Rollman BL et al. 2001 "The electronic medical record."

Reference
Rollman BL, Hanusa BH, Gilbert T, et al. The electronic medical record: a randomized trial of its impact on primary care physicians' initial management of major depression. Arch Intern Med 2001;161(2):189-197.
Abstract
"Background: Inadequate treatments are reported for depressed patients cared for by primary care physicians (PCPs). Providing feedback and evidence-based treatment recommendations for depression to PCPs via electronic medical record improves the quality of interventions.
Methods: Patients presenting to an urban academically affiliated primary care practice were screened for major depression with the Primary Care Evaluation of Mental Disorders (PRIME-MD). During 20-month period, 212 patients met protocol-eligibility criteria and completed a baseline interview. They were cared for by
16 board-certified internists, who were electronically informed of their patients' diagnoses, and randomized to 1 of 3 methods of exposure to guideline-based advice for treating depression (active, passive, and usual care). Ensuing treatment patterns were assessed by medical chart review and by patient self-report at baseline and 3 months.
Results: Median time for PCP response to the electronic message regarding the patient's depression diagnosis was 1 day (range, 1-95 days). Three days after notification, 120 (65%) of 186 PCP responses indicated agreement with the diagnosis, 24 (13%) indicated disagreement, and 42 (23%) indicated uncertainty. Primary care physicians who agreed with the diagnoses sooner were more likely to make a medical chart notation of depression, begin antidepressant medication therapy, or refer to a mental health specialist (P,.001). There were no differences in the agreement rate or treatments provided across guideline exposure conditions.
Conclusions: Electronic feedback of the diagnosis of major depression can affect PCP initial management of the disorder. Further study is necessary to determine whether this strategy, combined with delivery of treatment recommendations, can improve clinical outcomes in routine practice."
Objective

To describe the effect of electronic medical record (EMR)-based decision support on depression care.

Tools Used
Type Clinic
Primary care
Type Specific
Internal medicine
Size
Small and/or medium
Geography
Urban
Type of Health IT
Computerized clinical reminders (CRs) and alerts
Electronic medical records (EMR)
Type of Health IT Functions
When screening indicated that the patient had major depression and fit other study criteria, the provider was notified with an interactive email alert generated through the EMR and an electronic letter. If the primary care provider agreed with the diagnosis, the patient was assigned to one of three conditions: usual care, passive care, or active care. In usual care, providers received no advice or reminders. In passive care, providers were reminded of the diagnosis and encouraged to treat the depression without information about how. The provider could click to access an intranet site with detailed advice on treating depression. In active care, providers "were exposed to 1 or more patient-specific advisory messages [that] were based on the AHRQ practice guideline and were modified for electronic dissemination via the EMR system. Most messages concluded with a suggestion that the clinician [click to] obtain further treatment advice from our Intranet site. Active care PCPs were also exposed to prompts offering to schedule a follow-up appointment with their study patients."
Context or other IT in place
An ambulatory electronic medical record system (EMR) system was installed 9 months prior to the study.
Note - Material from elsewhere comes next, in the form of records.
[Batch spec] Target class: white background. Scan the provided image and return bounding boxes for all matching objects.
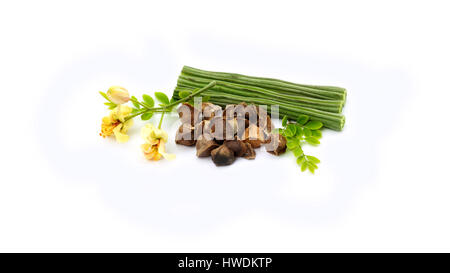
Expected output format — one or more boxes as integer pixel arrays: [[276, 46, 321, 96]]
[[1, 0, 450, 252]]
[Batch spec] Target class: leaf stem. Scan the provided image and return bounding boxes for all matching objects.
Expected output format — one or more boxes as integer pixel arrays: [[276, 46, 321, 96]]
[[158, 112, 165, 129], [124, 81, 216, 121]]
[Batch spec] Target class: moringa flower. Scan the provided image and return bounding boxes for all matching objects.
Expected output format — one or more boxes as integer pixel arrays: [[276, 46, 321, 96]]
[[107, 86, 130, 105], [100, 105, 133, 143], [141, 124, 175, 161]]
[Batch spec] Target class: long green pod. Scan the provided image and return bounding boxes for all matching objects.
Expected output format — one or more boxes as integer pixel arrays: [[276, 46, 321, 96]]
[[182, 66, 346, 101], [176, 83, 342, 113], [183, 67, 347, 93], [178, 75, 344, 113]]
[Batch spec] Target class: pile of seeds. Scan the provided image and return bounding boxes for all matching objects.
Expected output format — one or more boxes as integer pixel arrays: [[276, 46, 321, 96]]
[[175, 102, 287, 166]]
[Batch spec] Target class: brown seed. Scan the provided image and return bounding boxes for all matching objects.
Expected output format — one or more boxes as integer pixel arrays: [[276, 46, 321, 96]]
[[244, 104, 258, 121], [266, 134, 287, 156], [196, 134, 219, 157], [209, 116, 236, 141], [211, 145, 235, 166], [235, 117, 248, 139], [194, 120, 210, 139], [177, 103, 200, 126], [242, 142, 256, 160], [175, 123, 196, 146], [223, 104, 237, 118], [242, 124, 265, 148], [257, 111, 273, 133], [202, 102, 222, 120], [224, 140, 247, 157]]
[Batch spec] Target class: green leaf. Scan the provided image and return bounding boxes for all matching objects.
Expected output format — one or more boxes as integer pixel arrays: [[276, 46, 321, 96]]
[[142, 94, 155, 108], [131, 108, 140, 114], [286, 124, 297, 136], [305, 120, 323, 130], [308, 162, 316, 173], [284, 129, 293, 137], [296, 115, 309, 125], [312, 130, 322, 139], [295, 124, 303, 136], [301, 161, 308, 172], [296, 156, 306, 165], [104, 102, 116, 107], [306, 155, 320, 164], [281, 115, 288, 127], [141, 112, 154, 120], [179, 91, 191, 99], [286, 140, 297, 150], [99, 91, 112, 103], [292, 147, 303, 157], [108, 105, 116, 110], [155, 92, 170, 105], [131, 96, 140, 108], [305, 137, 320, 145], [303, 128, 312, 138]]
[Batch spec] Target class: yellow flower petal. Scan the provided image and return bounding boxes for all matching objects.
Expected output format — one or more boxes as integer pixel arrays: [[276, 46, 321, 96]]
[[157, 140, 176, 160], [141, 123, 169, 144], [141, 123, 156, 141], [113, 124, 129, 143], [111, 105, 133, 123], [121, 119, 133, 133], [101, 105, 133, 141]]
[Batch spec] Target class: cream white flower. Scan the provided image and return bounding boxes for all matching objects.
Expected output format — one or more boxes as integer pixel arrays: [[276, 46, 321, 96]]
[[100, 105, 133, 143], [141, 124, 175, 161]]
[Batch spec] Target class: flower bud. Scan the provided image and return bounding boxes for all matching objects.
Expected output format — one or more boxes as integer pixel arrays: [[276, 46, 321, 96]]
[[107, 86, 130, 104]]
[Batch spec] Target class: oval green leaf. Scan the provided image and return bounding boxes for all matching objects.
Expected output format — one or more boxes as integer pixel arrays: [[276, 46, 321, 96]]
[[305, 137, 320, 145], [301, 161, 308, 172], [179, 91, 191, 99], [286, 124, 297, 136], [131, 96, 140, 108], [155, 92, 170, 105], [99, 91, 112, 103], [296, 115, 309, 125], [305, 120, 323, 130], [303, 128, 312, 138], [306, 155, 320, 164], [141, 112, 154, 121], [142, 94, 155, 108], [296, 156, 306, 165], [308, 163, 316, 174], [292, 147, 303, 157], [312, 130, 322, 139]]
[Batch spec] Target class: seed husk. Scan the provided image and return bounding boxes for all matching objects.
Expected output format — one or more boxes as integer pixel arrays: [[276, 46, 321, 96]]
[[211, 144, 235, 166]]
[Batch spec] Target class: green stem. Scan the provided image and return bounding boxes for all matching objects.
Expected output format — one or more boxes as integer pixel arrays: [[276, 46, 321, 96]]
[[125, 107, 165, 120], [158, 112, 165, 129], [124, 81, 216, 121]]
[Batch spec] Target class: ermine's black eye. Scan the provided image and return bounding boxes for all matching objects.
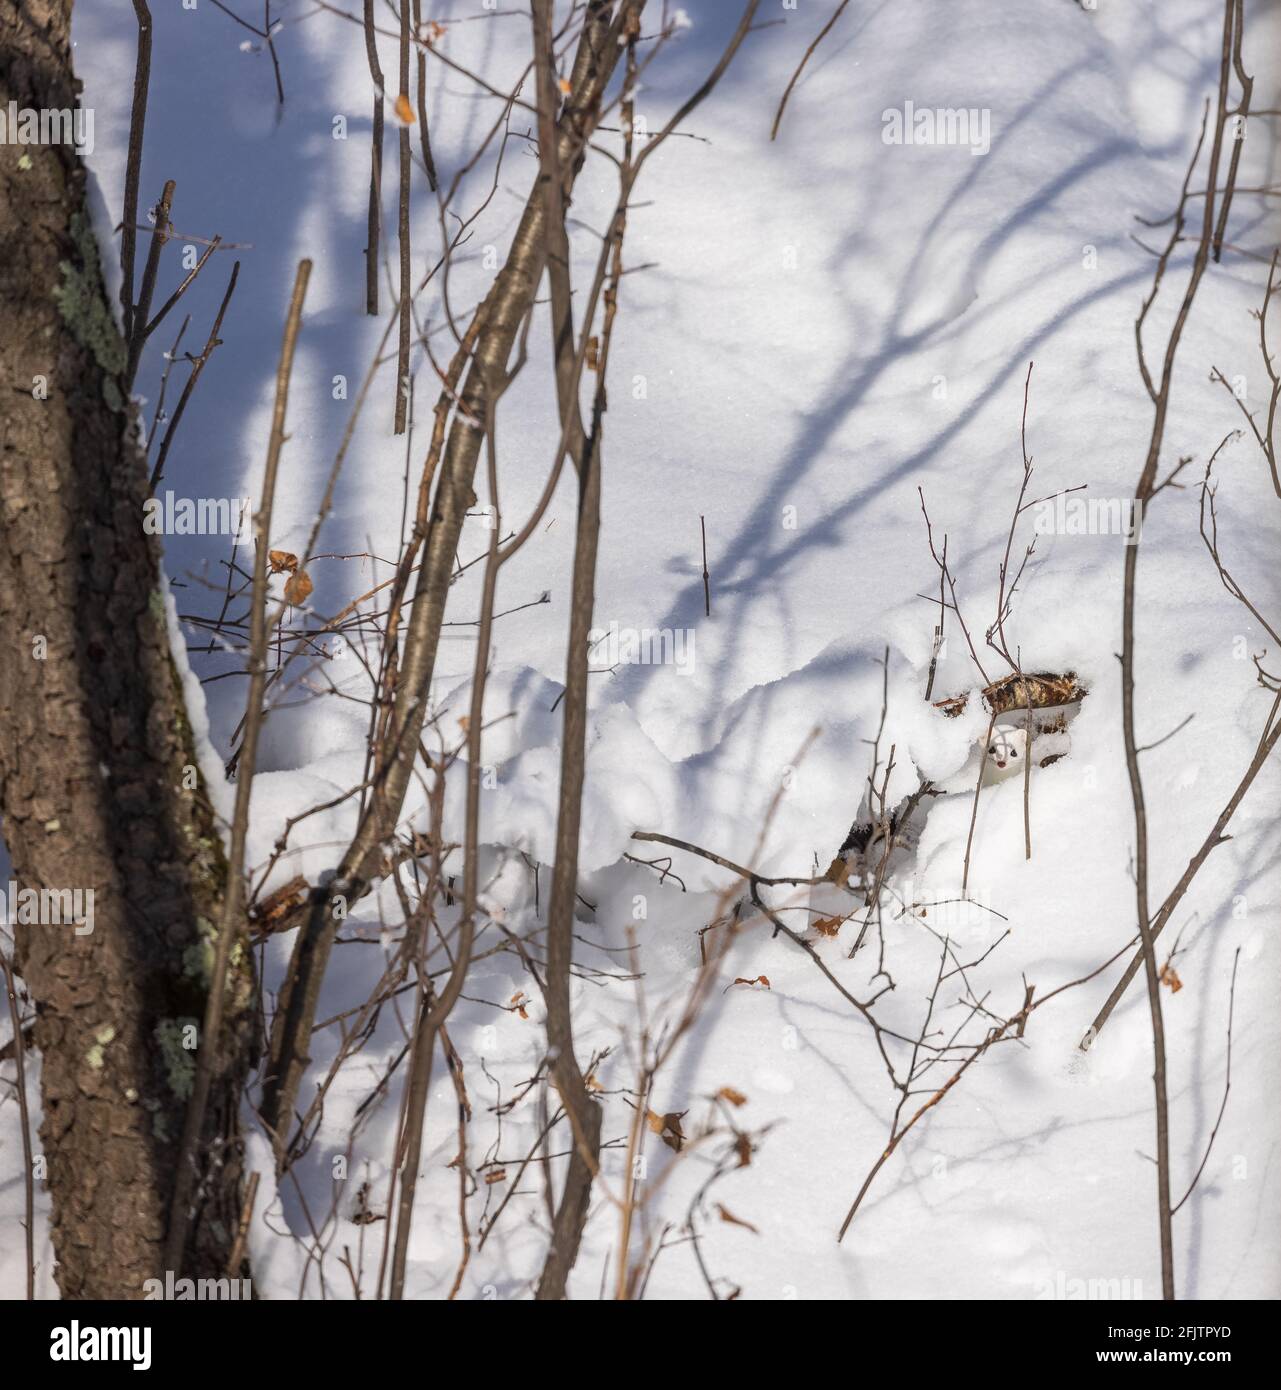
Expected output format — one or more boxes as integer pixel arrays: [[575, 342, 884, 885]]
[[988, 745, 996, 754], [1010, 749, 1018, 758]]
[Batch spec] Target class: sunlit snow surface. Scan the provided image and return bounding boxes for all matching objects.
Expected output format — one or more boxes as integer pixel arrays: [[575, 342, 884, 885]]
[[2, 0, 1278, 1300]]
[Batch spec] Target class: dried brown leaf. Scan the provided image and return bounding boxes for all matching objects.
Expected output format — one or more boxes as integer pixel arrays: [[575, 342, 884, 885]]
[[715, 1203, 759, 1234], [824, 856, 852, 887], [283, 569, 313, 606], [646, 1109, 686, 1152]]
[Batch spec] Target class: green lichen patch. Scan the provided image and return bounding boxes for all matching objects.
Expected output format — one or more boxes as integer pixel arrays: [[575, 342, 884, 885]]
[[85, 1023, 117, 1071], [51, 210, 127, 403], [155, 1017, 199, 1099], [182, 915, 218, 989]]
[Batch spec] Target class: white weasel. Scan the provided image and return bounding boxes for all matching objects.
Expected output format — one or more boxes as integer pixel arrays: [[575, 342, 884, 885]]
[[982, 723, 1071, 785], [985, 726, 1028, 776]]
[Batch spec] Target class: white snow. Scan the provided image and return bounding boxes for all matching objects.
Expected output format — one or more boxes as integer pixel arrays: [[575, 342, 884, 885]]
[[2, 0, 1278, 1301]]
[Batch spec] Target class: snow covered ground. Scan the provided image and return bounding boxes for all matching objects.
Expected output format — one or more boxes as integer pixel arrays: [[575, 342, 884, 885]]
[[2, 0, 1279, 1299]]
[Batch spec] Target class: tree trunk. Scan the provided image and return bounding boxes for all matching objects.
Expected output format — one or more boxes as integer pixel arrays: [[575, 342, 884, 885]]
[[0, 0, 256, 1297]]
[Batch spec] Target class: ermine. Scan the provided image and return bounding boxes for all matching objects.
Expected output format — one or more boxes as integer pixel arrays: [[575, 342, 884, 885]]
[[986, 726, 1027, 773], [981, 727, 1027, 785], [983, 725, 1068, 784]]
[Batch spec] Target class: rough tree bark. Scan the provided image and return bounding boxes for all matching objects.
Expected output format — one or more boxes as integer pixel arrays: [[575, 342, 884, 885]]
[[0, 0, 255, 1296]]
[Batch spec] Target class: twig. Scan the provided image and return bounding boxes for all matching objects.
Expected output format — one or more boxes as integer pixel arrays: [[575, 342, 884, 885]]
[[412, 0, 439, 191], [121, 1, 153, 343], [1211, 0, 1252, 262], [1082, 689, 1280, 1047], [531, 0, 620, 1297], [838, 945, 1129, 1240], [164, 259, 311, 1271], [149, 261, 241, 492], [363, 0, 384, 315], [961, 711, 997, 894], [1118, 0, 1240, 1300], [387, 321, 515, 1305], [923, 533, 946, 702], [770, 0, 850, 141], [142, 235, 222, 343], [394, 0, 412, 432], [225, 1170, 261, 1277], [1172, 950, 1239, 1213], [0, 951, 35, 1299], [125, 179, 175, 391], [261, 0, 646, 1148], [264, 1, 285, 105]]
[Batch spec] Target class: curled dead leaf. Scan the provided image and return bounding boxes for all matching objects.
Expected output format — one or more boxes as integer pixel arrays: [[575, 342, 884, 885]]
[[394, 92, 415, 125], [646, 1109, 686, 1152], [717, 1086, 748, 1107], [812, 915, 843, 937], [715, 1203, 759, 1234], [268, 549, 298, 574], [1159, 962, 1183, 993], [824, 855, 852, 887], [283, 569, 313, 606]]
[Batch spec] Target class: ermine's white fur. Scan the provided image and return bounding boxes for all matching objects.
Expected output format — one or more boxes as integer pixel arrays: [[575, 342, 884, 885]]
[[983, 726, 1029, 783], [981, 721, 1073, 785]]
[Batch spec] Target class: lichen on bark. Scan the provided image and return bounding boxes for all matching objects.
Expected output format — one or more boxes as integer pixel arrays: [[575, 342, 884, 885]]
[[52, 210, 126, 409]]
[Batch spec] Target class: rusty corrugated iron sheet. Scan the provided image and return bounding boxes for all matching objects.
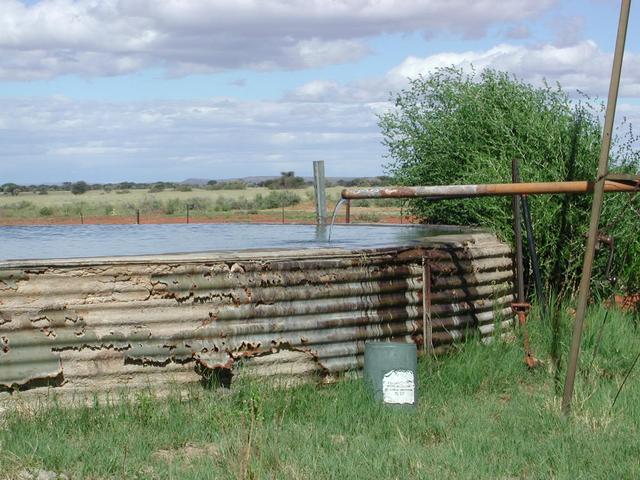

Computer terminals were available in exam rooms, common clinic work areas, and physician offices.
Workflow-Related Findings
Patients whose physicians were assigned to the active or passive care groups were more likely than those who received usual care to agree with the diagnosis of depression at three days, one month, and 5 months after the alert. "Primary care physicians who agreed with the depression diagnosis by day 3 after notification more quickly initiated antidepressant pharmacotherapy than [providers] who agreed with the diagnosis only at a later time."
"Active care" PCPs more frequently responded to the electronic flags than did PCPs in the other groups.
"Although agreement with the diagnosis of depression typically precedes treatment of the disorder, we found that [providers] sometimes prescribed an antidepressant drug for their patients even when disagreeing with the depression diagnosis ... More troubling is that [providers] often did not provide an antidepressant treatment, including a timely follow-up appointment, even when they agreed with the diagnosis."
The time before active care physicians responded to the alert indicating that their patient had screened positive for major depression "was 1.6 times faster than that for passive care [providers]. Time [before the] response for usual care physicians was intermediate and did not differ significantly from the other 2 groups."
Study Design
Only postintervention with intervention and control groups
Study Participants
The study participants included 17 physicians. A total of 9,513 patients aged 18 to 64 years old were approached after screening surveys. Two hundred twenty-seven patients were protocol eligible and met the Diagnostic and Statistical Manual of Mental Disorders, 4th edition (DSM-IV) criteria for depression. Of these 227 patients, 78 were assigned to active care, 78 to passive care, and 71 to usual care.